Das Kleinkind ist nicht nur zum Subjekt eines individuellen Bildungsprozesses geworden, sondern auch zum Objekt von Forschungsrichtungen, die nicht müde werden, die Wichtigkeit von frühkindlicher Förderung zu betonen. Längst wird auch in der frühkindlichen Bildungswelt von „Kompetenzen“ und „Ressourcen“ gesprochen. Eine Aufbruchstimmung hat sich verbreitet und die Kitas von ihrem muffigen Image befreit. Diese Entwicklung hat aber auch ihre Schattenseiten, weil sie den überall gestiegenen Leistungsdruck nun auf die Allerkleinsten überträgt. Auch bei Eltern steigt der Ehrgeiz, weil sie immer mehr Angst haben, ihre Kinder könnten später nicht mithalten: Mancherorts geht es nicht mehr ohne Frühenglisch.

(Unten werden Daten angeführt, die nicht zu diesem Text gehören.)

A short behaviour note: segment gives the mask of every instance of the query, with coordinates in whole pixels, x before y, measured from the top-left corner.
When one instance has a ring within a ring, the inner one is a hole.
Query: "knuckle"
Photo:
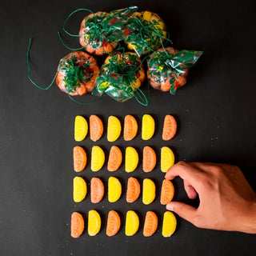
[[[220,166],[211,166],[210,167],[210,173],[214,176],[214,177],[219,177],[220,175],[222,174],[223,173],[223,169]]]

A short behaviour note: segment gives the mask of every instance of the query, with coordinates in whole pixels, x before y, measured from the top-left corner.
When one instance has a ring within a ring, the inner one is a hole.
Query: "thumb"
[[[166,209],[175,212],[180,217],[193,222],[196,217],[197,209],[180,202],[171,202],[166,205]]]

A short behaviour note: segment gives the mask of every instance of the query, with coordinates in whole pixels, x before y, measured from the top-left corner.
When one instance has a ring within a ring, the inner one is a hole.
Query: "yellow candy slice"
[[[73,198],[75,202],[82,201],[87,193],[87,186],[82,177],[75,177],[73,179]]]
[[[88,213],[88,234],[96,235],[102,226],[101,216],[95,210],[91,210]]]
[[[142,117],[142,138],[146,141],[152,138],[154,133],[154,120],[150,114]]]
[[[177,220],[175,215],[170,211],[166,211],[163,214],[162,234],[165,238],[170,237],[175,231]]]
[[[126,220],[126,235],[132,236],[138,231],[139,219],[134,210],[128,210]]]
[[[74,140],[82,142],[87,135],[88,123],[81,115],[77,115],[74,118]]]
[[[122,186],[115,177],[110,177],[108,182],[108,199],[110,202],[117,202],[122,194]]]
[[[151,203],[155,198],[155,185],[150,178],[144,178],[142,189],[142,202],[145,205]]]
[[[132,146],[127,146],[126,149],[126,163],[125,170],[127,173],[134,171],[138,162],[138,154],[136,150]]]
[[[121,134],[121,122],[114,115],[109,117],[107,124],[107,140],[110,142],[116,141]]]
[[[174,164],[174,152],[168,147],[161,149],[161,170],[166,173]]]
[[[92,171],[100,170],[105,162],[105,154],[98,146],[94,146],[91,149],[90,169]]]

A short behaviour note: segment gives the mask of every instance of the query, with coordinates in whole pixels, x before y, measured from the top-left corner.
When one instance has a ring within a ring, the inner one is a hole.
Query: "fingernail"
[[[166,209],[169,210],[174,210],[174,206],[173,206],[172,204],[168,203],[168,204],[166,205]]]

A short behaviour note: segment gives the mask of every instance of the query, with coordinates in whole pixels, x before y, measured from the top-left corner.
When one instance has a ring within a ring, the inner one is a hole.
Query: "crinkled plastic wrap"
[[[81,23],[81,46],[96,55],[112,52],[118,42],[123,40],[127,18],[137,9],[136,6],[130,6],[110,13],[99,11],[89,14]]]
[[[94,90],[98,73],[94,57],[74,51],[60,60],[56,82],[61,90],[70,95],[83,95]]]
[[[136,12],[129,18],[124,40],[138,56],[158,50],[166,38],[166,25],[150,11]]]
[[[154,89],[170,91],[175,94],[178,87],[186,82],[189,68],[195,65],[202,51],[182,50],[172,47],[159,49],[147,60],[147,77]]]
[[[106,93],[118,102],[125,102],[145,80],[141,59],[134,53],[114,53],[108,56],[96,80],[93,94]]]

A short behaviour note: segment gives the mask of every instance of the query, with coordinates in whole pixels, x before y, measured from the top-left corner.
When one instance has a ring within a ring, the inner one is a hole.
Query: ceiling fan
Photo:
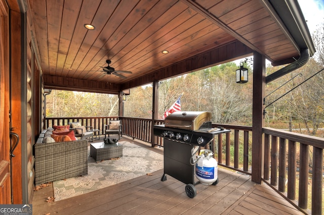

Während die Erzieherinnen und Erzieher in den Kindertagesstätten diesen Modernisierungsprozess mitmachen und immer stärker an Bildungsprogrammen orientiert arbeiten, Förderpläne verfassen, Lerntagebücher schreiben, Entwicklungsverläufe dokumentieren und Gespräche mit Eltern führen, wird in den kommunalen Haushalten das Geld für diese Berufsgruppe nicht etwa den gestiegenen Ansprüchen und neu hinzugekommenen Aufgaben sondern der zumeist desolaten Haushaltslage angepasst. Es wird gekürzt und gestrichen, Stellen werden eingespart, bei Personalplanungen wird gestrafft und „effektiviert“. Denn rein haushaltspolitisch ist die Erziehertätigkeit bei den Kommunen angesiedelt und die sind durch niedrige Einnahmen traditionell klamm. Deshalb fordern diejenigen, die in diesem Bereich etwas bewegen wollen, dass die Städte und Gemeinden auch in die fachlichen Debatten einbezogen und an den Töpfen beteiligt werden, die beispielsweise der „Bildungsgipfel“ bereit stellt.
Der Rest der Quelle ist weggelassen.